マイ・ファーザー 死の天使 アウシュヴィッツ収容所 人体実験医師

戦犯のカリスマ性に圧倒される

演出度 100
盛り上げ度 100
緊迫度 100
総合得点 85

アウシュビッツ収容所にて、労働に適するもの、実験に適するもの、死なすべきもの、として命を管理していたナチス親衛隊医師、ヨーゼフ・メンゲレを巡る異色のサスペンス。
彼は西側世界において「死の天使」とあだ名され、その死が確認された後も、恐怖の象徴として存在感を維持し続けた。
彼はアウシュビッツ収容所で数々の生体実験を手がけ、数千人の囚人を殺害した。
囚人の瞳の色を変えるために注射をして失明させたり、人間を生きたまま凍らせてどれぐらいかかって死ぬか実験したり、母親の乳首を手術でふさいで乳児がどれぐらいかかって死ぬのか実験したり、不潔だからと処刑したり、何かと理由をつけて生きたまま解剖した。
また彼は双子に異常な興味を持ち、生きたまま解剖したり、双子同士の静脈をつなぎ合わせたりして人口のシャム双生児を作る実験を行った。

彼の行った実験は倫理性も科学性も著しく欠如していたが、その実験結果にアメリカは興味を持ったという。(アメリカは関東軍防疫給水部本部、通称石井部隊、731部隊の生体実験にも興味を持って取り入れた)
ナチス崩壊後、イスラエルの諜報機関「モサド」はナチの逃亡犯を捜索、拉致すると言う秘密任務を実行していたが、メンゲレはモサドの追及を振り切り続け、裁かれることなく秘密を抱えたまま闇に消え去った。
これはメンゲレ医師の息子であるヘルマン(トーマス・クレッチマン)の告白を基にした彼の自伝的物語である。

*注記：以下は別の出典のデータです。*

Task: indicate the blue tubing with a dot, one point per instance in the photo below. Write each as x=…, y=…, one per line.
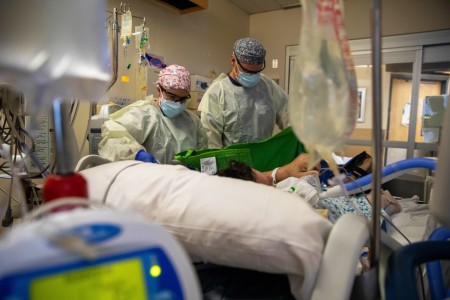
x=410, y=163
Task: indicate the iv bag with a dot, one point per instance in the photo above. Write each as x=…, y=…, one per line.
x=323, y=100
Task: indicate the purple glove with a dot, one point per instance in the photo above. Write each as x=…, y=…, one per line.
x=144, y=156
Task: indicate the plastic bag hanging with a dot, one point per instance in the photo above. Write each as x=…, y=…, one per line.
x=323, y=100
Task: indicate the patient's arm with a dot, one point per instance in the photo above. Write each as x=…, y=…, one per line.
x=296, y=168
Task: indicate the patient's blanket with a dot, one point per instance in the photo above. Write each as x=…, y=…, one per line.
x=220, y=220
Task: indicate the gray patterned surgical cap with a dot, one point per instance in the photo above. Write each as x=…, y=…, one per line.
x=249, y=51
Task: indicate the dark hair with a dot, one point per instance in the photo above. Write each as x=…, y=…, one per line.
x=237, y=170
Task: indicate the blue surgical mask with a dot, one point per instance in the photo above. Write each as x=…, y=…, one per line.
x=171, y=109
x=248, y=79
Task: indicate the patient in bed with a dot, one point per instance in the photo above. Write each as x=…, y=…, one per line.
x=226, y=222
x=295, y=178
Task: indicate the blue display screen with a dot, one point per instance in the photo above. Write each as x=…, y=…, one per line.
x=146, y=274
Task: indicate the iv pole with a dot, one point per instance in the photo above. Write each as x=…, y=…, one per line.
x=377, y=135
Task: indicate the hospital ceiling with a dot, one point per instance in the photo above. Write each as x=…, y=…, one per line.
x=259, y=6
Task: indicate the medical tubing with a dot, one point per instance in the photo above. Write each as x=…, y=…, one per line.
x=412, y=163
x=389, y=172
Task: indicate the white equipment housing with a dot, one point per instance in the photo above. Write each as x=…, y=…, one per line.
x=129, y=258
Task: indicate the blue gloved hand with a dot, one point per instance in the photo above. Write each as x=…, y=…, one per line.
x=144, y=156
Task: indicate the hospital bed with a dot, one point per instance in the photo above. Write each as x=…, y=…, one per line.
x=224, y=221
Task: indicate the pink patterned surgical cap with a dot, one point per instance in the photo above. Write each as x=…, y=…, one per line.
x=175, y=77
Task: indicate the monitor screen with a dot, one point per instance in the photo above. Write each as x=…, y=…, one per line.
x=117, y=280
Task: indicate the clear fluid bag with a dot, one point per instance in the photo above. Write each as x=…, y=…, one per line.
x=323, y=100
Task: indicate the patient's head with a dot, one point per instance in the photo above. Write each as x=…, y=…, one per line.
x=241, y=170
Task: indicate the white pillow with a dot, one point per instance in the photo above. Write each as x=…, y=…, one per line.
x=221, y=220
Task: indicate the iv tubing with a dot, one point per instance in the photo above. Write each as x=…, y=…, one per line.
x=388, y=173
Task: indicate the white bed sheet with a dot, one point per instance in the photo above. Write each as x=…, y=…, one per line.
x=221, y=220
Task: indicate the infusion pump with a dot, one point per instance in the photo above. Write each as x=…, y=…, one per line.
x=94, y=254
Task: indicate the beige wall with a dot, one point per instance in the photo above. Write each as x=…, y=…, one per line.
x=278, y=29
x=201, y=41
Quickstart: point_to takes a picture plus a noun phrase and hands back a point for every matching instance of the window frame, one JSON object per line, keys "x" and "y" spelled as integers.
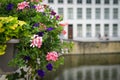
{"x": 79, "y": 13}
{"x": 88, "y": 13}
{"x": 88, "y": 30}
{"x": 79, "y": 30}
{"x": 49, "y": 1}
{"x": 70, "y": 13}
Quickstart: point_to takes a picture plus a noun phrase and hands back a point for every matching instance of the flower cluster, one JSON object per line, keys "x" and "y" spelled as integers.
{"x": 40, "y": 43}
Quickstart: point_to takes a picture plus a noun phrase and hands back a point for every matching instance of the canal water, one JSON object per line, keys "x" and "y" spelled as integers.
{"x": 88, "y": 67}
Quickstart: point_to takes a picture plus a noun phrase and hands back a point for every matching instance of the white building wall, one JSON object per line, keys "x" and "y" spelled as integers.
{"x": 91, "y": 21}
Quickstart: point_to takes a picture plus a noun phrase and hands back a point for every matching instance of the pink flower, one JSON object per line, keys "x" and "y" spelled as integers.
{"x": 22, "y": 5}
{"x": 64, "y": 32}
{"x": 53, "y": 56}
{"x": 39, "y": 8}
{"x": 63, "y": 24}
{"x": 36, "y": 41}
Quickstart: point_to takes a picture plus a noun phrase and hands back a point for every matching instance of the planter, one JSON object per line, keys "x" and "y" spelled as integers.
{"x": 10, "y": 53}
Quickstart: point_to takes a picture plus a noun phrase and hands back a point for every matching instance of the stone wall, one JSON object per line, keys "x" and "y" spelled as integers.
{"x": 96, "y": 47}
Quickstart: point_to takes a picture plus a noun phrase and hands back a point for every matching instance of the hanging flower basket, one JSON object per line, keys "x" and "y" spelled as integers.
{"x": 9, "y": 55}
{"x": 38, "y": 29}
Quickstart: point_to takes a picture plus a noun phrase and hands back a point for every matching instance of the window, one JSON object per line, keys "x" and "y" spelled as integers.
{"x": 50, "y": 1}
{"x": 115, "y": 30}
{"x": 79, "y": 1}
{"x": 79, "y": 13}
{"x": 88, "y": 1}
{"x": 106, "y": 30}
{"x": 88, "y": 30}
{"x": 115, "y": 1}
{"x": 79, "y": 30}
{"x": 88, "y": 13}
{"x": 70, "y": 1}
{"x": 60, "y": 1}
{"x": 97, "y": 31}
{"x": 70, "y": 13}
{"x": 106, "y": 13}
{"x": 60, "y": 11}
{"x": 97, "y": 13}
{"x": 98, "y": 1}
{"x": 106, "y": 1}
{"x": 115, "y": 13}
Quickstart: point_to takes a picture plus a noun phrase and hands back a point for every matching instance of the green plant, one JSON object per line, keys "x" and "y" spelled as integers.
{"x": 40, "y": 43}
{"x": 10, "y": 27}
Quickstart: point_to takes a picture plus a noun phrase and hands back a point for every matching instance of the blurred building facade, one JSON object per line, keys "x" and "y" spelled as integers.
{"x": 89, "y": 20}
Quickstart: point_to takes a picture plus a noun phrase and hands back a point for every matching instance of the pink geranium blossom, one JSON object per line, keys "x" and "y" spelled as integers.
{"x": 36, "y": 41}
{"x": 39, "y": 8}
{"x": 53, "y": 56}
{"x": 64, "y": 32}
{"x": 23, "y": 5}
{"x": 63, "y": 24}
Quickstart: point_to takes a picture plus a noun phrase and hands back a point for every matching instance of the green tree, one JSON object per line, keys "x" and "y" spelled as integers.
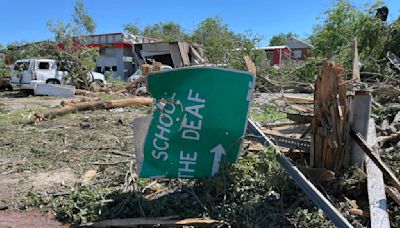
{"x": 281, "y": 38}
{"x": 332, "y": 39}
{"x": 83, "y": 21}
{"x": 79, "y": 60}
{"x": 216, "y": 38}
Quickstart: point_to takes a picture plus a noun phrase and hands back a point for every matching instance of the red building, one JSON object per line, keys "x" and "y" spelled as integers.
{"x": 300, "y": 49}
{"x": 277, "y": 54}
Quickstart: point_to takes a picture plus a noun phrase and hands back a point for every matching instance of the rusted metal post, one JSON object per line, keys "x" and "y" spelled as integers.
{"x": 359, "y": 119}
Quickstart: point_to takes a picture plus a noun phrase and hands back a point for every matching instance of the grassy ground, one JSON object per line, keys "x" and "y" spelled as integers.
{"x": 47, "y": 165}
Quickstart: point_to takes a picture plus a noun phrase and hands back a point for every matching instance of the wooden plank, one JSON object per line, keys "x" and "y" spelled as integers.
{"x": 376, "y": 159}
{"x": 299, "y": 100}
{"x": 313, "y": 193}
{"x": 393, "y": 193}
{"x": 376, "y": 186}
{"x": 158, "y": 221}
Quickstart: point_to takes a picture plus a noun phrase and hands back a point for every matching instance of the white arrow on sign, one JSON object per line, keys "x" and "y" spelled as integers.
{"x": 218, "y": 152}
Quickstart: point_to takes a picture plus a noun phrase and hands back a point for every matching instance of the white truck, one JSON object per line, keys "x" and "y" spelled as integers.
{"x": 27, "y": 73}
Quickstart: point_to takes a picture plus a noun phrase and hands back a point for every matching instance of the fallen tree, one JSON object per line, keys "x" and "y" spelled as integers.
{"x": 69, "y": 107}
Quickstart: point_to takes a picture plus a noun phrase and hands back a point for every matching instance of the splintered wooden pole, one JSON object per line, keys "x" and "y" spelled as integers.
{"x": 356, "y": 61}
{"x": 330, "y": 121}
{"x": 360, "y": 114}
{"x": 312, "y": 192}
{"x": 376, "y": 186}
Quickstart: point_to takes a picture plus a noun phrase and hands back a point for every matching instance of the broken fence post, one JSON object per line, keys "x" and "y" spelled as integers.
{"x": 376, "y": 186}
{"x": 313, "y": 193}
{"x": 360, "y": 113}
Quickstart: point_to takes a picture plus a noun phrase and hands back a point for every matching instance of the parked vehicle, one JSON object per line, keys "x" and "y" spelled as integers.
{"x": 26, "y": 73}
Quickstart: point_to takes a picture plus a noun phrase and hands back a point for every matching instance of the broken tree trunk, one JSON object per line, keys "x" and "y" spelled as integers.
{"x": 329, "y": 126}
{"x": 69, "y": 107}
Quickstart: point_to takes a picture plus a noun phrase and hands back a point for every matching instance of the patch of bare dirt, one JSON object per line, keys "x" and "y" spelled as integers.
{"x": 31, "y": 218}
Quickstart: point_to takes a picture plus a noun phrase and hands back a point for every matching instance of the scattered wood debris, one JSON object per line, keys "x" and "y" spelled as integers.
{"x": 158, "y": 221}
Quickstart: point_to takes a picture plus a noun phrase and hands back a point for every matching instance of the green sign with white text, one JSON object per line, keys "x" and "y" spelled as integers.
{"x": 198, "y": 120}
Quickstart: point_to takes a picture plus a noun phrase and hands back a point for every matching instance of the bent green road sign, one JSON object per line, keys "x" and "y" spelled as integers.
{"x": 198, "y": 120}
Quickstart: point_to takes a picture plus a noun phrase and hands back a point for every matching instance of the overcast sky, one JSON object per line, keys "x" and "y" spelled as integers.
{"x": 25, "y": 20}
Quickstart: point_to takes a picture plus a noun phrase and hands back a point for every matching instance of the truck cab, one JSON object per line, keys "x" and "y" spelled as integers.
{"x": 27, "y": 73}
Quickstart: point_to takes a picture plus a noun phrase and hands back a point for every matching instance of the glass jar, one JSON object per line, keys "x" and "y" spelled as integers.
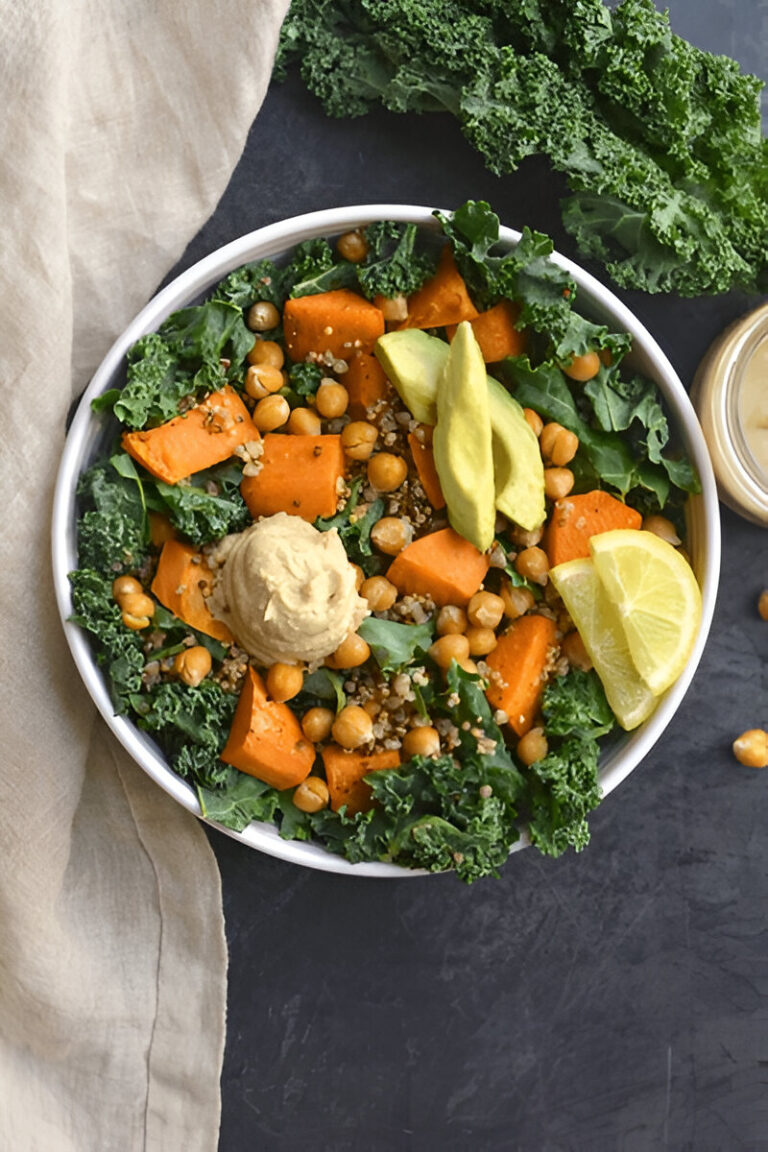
{"x": 730, "y": 394}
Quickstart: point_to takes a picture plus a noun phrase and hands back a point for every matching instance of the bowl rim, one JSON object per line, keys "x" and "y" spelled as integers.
{"x": 273, "y": 240}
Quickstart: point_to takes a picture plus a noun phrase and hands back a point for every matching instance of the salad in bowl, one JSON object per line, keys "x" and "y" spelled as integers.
{"x": 394, "y": 548}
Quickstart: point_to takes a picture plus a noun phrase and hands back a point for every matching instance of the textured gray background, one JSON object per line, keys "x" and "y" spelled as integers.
{"x": 614, "y": 1000}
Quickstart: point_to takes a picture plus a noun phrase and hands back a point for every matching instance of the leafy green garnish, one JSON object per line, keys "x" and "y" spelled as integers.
{"x": 396, "y": 263}
{"x": 238, "y": 800}
{"x": 660, "y": 142}
{"x": 321, "y": 688}
{"x": 618, "y": 461}
{"x": 118, "y": 649}
{"x": 182, "y": 360}
{"x": 395, "y": 645}
{"x": 207, "y": 508}
{"x": 354, "y": 527}
{"x": 112, "y": 531}
{"x": 562, "y": 790}
{"x": 576, "y": 704}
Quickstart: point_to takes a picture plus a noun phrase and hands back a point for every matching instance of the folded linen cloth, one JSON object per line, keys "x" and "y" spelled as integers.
{"x": 121, "y": 126}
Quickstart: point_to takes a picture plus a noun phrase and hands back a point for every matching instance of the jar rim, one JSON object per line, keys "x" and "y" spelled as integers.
{"x": 716, "y": 393}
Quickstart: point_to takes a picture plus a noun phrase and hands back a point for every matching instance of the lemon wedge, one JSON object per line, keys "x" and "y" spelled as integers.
{"x": 658, "y": 599}
{"x": 599, "y": 624}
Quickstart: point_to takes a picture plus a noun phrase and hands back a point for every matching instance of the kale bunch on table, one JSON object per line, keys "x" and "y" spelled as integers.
{"x": 660, "y": 142}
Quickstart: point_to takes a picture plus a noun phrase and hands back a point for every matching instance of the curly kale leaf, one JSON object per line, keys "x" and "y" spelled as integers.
{"x": 660, "y": 142}
{"x": 354, "y": 525}
{"x": 563, "y": 789}
{"x": 118, "y": 649}
{"x": 202, "y": 766}
{"x": 395, "y": 264}
{"x": 260, "y": 280}
{"x": 182, "y": 360}
{"x": 314, "y": 268}
{"x": 181, "y": 714}
{"x": 576, "y": 704}
{"x": 606, "y": 455}
{"x": 112, "y": 533}
{"x": 233, "y": 798}
{"x": 207, "y": 508}
{"x": 395, "y": 645}
{"x": 526, "y": 274}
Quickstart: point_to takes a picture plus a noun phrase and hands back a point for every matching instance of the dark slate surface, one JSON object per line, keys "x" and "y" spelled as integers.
{"x": 614, "y": 1000}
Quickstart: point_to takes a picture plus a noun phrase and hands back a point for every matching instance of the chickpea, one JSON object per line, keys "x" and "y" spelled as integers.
{"x": 317, "y": 724}
{"x": 263, "y": 379}
{"x": 533, "y": 565}
{"x": 483, "y": 641}
{"x": 352, "y": 727}
{"x": 557, "y": 482}
{"x": 532, "y": 747}
{"x": 575, "y": 652}
{"x": 358, "y": 438}
{"x": 253, "y": 386}
{"x": 331, "y": 399}
{"x": 582, "y": 368}
{"x": 271, "y": 412}
{"x": 517, "y": 600}
{"x": 137, "y": 609}
{"x": 533, "y": 421}
{"x": 266, "y": 351}
{"x": 557, "y": 444}
{"x": 284, "y": 681}
{"x": 263, "y": 316}
{"x": 424, "y": 741}
{"x": 485, "y": 609}
{"x": 304, "y": 422}
{"x": 192, "y": 665}
{"x": 312, "y": 795}
{"x": 449, "y": 648}
{"x": 387, "y": 471}
{"x": 390, "y": 535}
{"x": 522, "y": 538}
{"x": 751, "y": 748}
{"x": 351, "y": 652}
{"x": 352, "y": 247}
{"x": 126, "y": 585}
{"x": 136, "y": 623}
{"x": 451, "y": 620}
{"x": 380, "y": 592}
{"x": 393, "y": 308}
{"x": 662, "y": 528}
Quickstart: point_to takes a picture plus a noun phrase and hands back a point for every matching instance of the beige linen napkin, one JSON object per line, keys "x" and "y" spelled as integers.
{"x": 121, "y": 124}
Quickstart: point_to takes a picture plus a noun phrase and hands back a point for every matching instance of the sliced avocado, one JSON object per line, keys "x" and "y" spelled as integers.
{"x": 518, "y": 469}
{"x": 413, "y": 361}
{"x": 461, "y": 444}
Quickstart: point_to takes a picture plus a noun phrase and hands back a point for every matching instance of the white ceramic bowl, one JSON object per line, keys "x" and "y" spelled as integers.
{"x": 88, "y": 432}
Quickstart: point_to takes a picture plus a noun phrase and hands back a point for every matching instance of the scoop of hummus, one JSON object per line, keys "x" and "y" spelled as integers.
{"x": 287, "y": 591}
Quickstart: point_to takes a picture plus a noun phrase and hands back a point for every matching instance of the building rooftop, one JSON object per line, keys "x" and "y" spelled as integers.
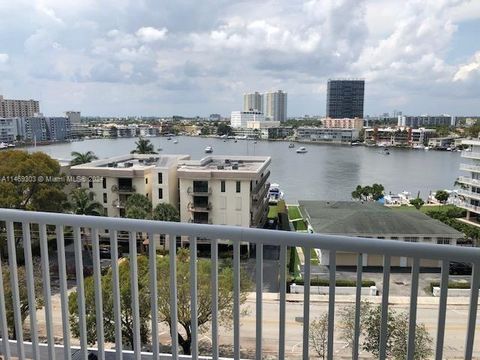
{"x": 371, "y": 219}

ヘルマンは殺人医師を父にもつというコンプレックスを抱えてずっと後ろ指を差されながら生きてきた。そんな彼が、南米に潜伏している父にあうため、そしてできることなら理解することを期待して、父にあうために旅立つ。
しかし、現実に会った父、メンゲレは強烈な男だった。ナチの生存原理を研究した遺伝学者の博士として、全く揺るぎのない信念を持っていた。曰く、劣等人種を救うことは自らを破滅に追いやることである。我々は理想のために戦った。やましいことなど何一つしていないと。
ヘルマンは父を警察に突き出すか守り通すのか葛藤する。
人間としての倫理と、親子の絆のどちらを選ぶのか葛藤するヘルマンの演技が最大の見所だ。
非常に演出が効果的で、音楽をからめながら劇的に父に対して彼の犯罪を告発するシーンはビリリと来る。
公的な正義感と親子としての絆。はたして人はどちらをとるのか・・この深いテーマ、是非ご覧あれ。
個人的には、非難する息子に対して一歩もひかずナチスの生存原理を力説する親父の姿にはけっこう圧倒される。けっこう説得力があるかもしれない。
「この穏やかな森林を見渡してみろ。この木一本一本でさえ土や日光を奪い合って生きている。この森でさえ戦場なのだ。今を生きるお前にはわかるまい。」